As more businesses begin to experience these benefits and the use of AI becomes more prevalent and ubiquitous, it will become more critical to leverage it in a responsible way. Responsible AI has in recent years become a key theme in the enterprise AI market, as more companies struggle with challenges in governance, security and compliance.
Using AI responsibly
South Africa has an innovation mindset and is wellplaced to take advantage of AI tools, but it is critical for business leaders not to delegate the responsibility for AI and other technologies elsewhere in the business – they need to understand the risks and opportunities associated with these technologies, and look at the business through this lens and with a technological mindset.
We have developed a set of AI principles to help business leaders understand these risks and opportunities. The principles aim to act as an ethical framework against which AI solutions are developed and deployed for the benefit of all, and are made up of four core principles – fairness, reliability and safety, privacy and security, and inclusiveness. These are underpinned by two foundational principles: transparency and accountability.
Combining these principles to leverage the technology in a responsible way with a technological mindset and understanding of both the risks and opportunities of AI has the potential to not only drive widespread business value, but also create benefits for broader society.
Securing the future of AI
As consumption of products and services built around AI and machine learning (ML) increases, specialised actions must be undertaken to safeguard not only the business and its data, but also to protect its AI and algorithms from abuse, trolling and extraction.
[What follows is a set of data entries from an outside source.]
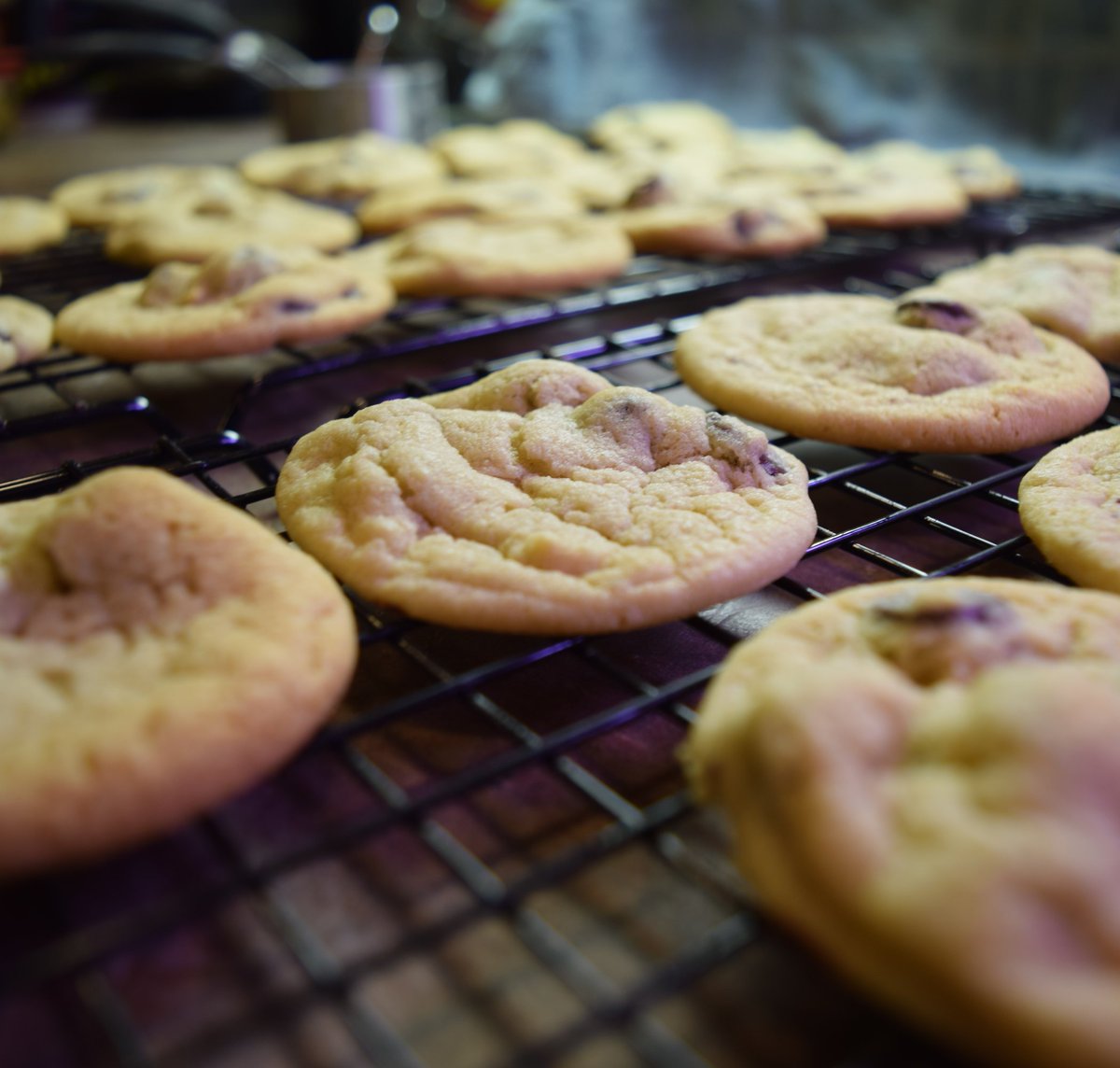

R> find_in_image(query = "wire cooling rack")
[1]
[0,191,1120,1068]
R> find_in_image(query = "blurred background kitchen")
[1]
[0,0,1120,187]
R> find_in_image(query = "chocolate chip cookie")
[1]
[276,359,817,633]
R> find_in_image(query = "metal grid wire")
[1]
[0,192,1120,1068]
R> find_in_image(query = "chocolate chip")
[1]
[732,207,774,237]
[895,301,979,334]
[872,593,1015,626]
[103,185,156,204]
[758,453,785,479]
[626,175,668,207]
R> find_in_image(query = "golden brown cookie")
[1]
[50,163,243,229]
[0,297,55,371]
[677,294,1109,453]
[357,178,583,234]
[942,145,1023,201]
[684,578,1120,1068]
[915,245,1120,362]
[1019,427,1120,593]
[610,183,828,257]
[56,246,396,363]
[723,127,847,180]
[237,130,447,197]
[0,196,69,256]
[105,179,360,267]
[345,217,634,297]
[0,468,357,876]
[783,141,969,228]
[276,359,817,633]
[429,119,637,208]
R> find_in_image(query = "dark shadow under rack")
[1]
[0,190,1120,1068]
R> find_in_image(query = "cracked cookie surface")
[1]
[56,246,396,362]
[237,130,447,197]
[0,296,55,371]
[0,196,69,256]
[105,176,360,267]
[357,177,583,233]
[915,245,1120,363]
[610,179,827,257]
[684,578,1120,1068]
[1019,427,1120,593]
[276,361,817,633]
[50,163,242,229]
[677,294,1109,453]
[0,468,357,876]
[343,217,634,297]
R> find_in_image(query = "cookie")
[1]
[677,294,1109,453]
[237,130,447,198]
[941,145,1023,201]
[427,119,638,208]
[1019,427,1120,593]
[355,178,583,234]
[56,246,396,362]
[783,141,969,229]
[276,359,817,633]
[0,468,357,876]
[0,196,69,256]
[346,217,633,297]
[0,297,55,371]
[683,578,1120,1068]
[611,185,828,257]
[50,163,242,229]
[587,100,735,156]
[915,245,1120,362]
[105,183,360,267]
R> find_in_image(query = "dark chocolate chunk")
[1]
[626,175,668,207]
[732,208,773,237]
[872,593,1015,626]
[276,301,318,315]
[895,301,980,334]
[758,453,785,479]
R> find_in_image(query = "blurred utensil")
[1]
[354,4,401,67]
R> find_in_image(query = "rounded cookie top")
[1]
[0,469,357,874]
[610,184,827,257]
[915,245,1120,362]
[357,178,583,233]
[50,163,242,228]
[56,246,396,362]
[677,294,1109,453]
[345,217,633,297]
[0,196,69,256]
[105,179,360,267]
[0,296,55,371]
[237,130,447,197]
[684,578,1120,1068]
[941,145,1023,201]
[276,361,817,633]
[784,141,969,228]
[1019,427,1120,593]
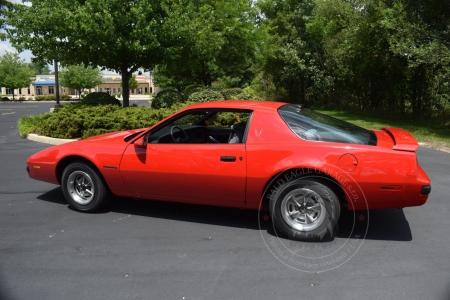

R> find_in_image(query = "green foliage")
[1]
[0,52,33,99]
[80,92,122,107]
[188,89,224,103]
[222,88,244,100]
[120,75,139,90]
[183,83,206,101]
[18,103,186,139]
[0,0,168,106]
[156,0,261,91]
[59,64,102,98]
[28,57,51,75]
[152,89,184,109]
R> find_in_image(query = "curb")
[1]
[27,133,78,145]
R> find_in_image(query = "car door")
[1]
[120,143,247,207]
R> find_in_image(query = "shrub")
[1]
[80,91,89,99]
[188,89,224,103]
[81,92,122,106]
[17,103,191,139]
[152,89,184,109]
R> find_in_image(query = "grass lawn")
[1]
[317,110,450,149]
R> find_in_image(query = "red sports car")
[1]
[27,101,431,241]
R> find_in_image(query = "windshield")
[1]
[278,104,377,145]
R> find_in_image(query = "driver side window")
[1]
[148,109,251,144]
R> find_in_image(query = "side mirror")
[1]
[134,134,148,148]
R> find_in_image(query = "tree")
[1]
[0,52,33,99]
[28,57,51,75]
[59,65,102,99]
[0,0,9,29]
[258,0,333,104]
[120,75,139,90]
[156,0,261,90]
[6,0,172,107]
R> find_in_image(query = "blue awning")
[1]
[33,81,55,86]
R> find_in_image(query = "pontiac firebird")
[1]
[27,101,431,241]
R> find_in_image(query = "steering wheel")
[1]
[170,126,189,144]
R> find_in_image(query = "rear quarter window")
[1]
[278,104,377,145]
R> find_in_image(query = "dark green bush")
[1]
[222,88,244,100]
[18,103,186,139]
[81,92,122,106]
[188,89,224,103]
[152,89,184,109]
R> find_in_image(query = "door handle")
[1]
[220,156,236,162]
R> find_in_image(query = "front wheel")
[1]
[61,162,110,212]
[269,180,341,241]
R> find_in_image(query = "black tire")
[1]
[269,180,341,242]
[61,161,111,213]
Practising responsible AI by design does not eliminate all risks, but it does encourage organisations, leaders and developers to be clear about any limitations, account for intended uses and potential misuses, and think expansively about how to secure the benefits of a system and guard against its risks.
With the right guardrails, cutting-edge technology can be safely introduced to the world to help businesses accelerate their digital innovation to become more agile, resilient and competitive in an unpredictable economy.
Effective AI regulations
History teaches us that transformative technologies like AI require new rules of the road.
Proactive, self-regulatory efforts by responsible companies will help pave the way for these new laws, but we know that not all organisations will adopt responsible practices voluntarily.
Countries and communities will need to use democratic law-making processes to engage in whole-of-society conversations about where the lines should be drawn to ensure that people have protection under the law.
Effective AI regulations should centre on the highest risk applications and be outcomes-focused and durable in the face of rapidly advancing technologies and changing societal expectations. To spread the benefits of AI as broadly as possible, regulatory approaches around the globe will need to be interoperable and adaptive, just like AI itself.
As AI becomes a critical tool for organisations and individuals to stay productive, improve operational efficiencies and build resiliency to remain competitive, a commitment to listening, learning and improving is paramount.
Wide-ranging and deep conversations are needed as well as a commitment to joint action to define the guardrails for the future. By working together, we will gain a more complete understanding of the concerns that must be addressed and the solutions that are likely to be the most promising. Now is the time to partner on the rules of the road for AI.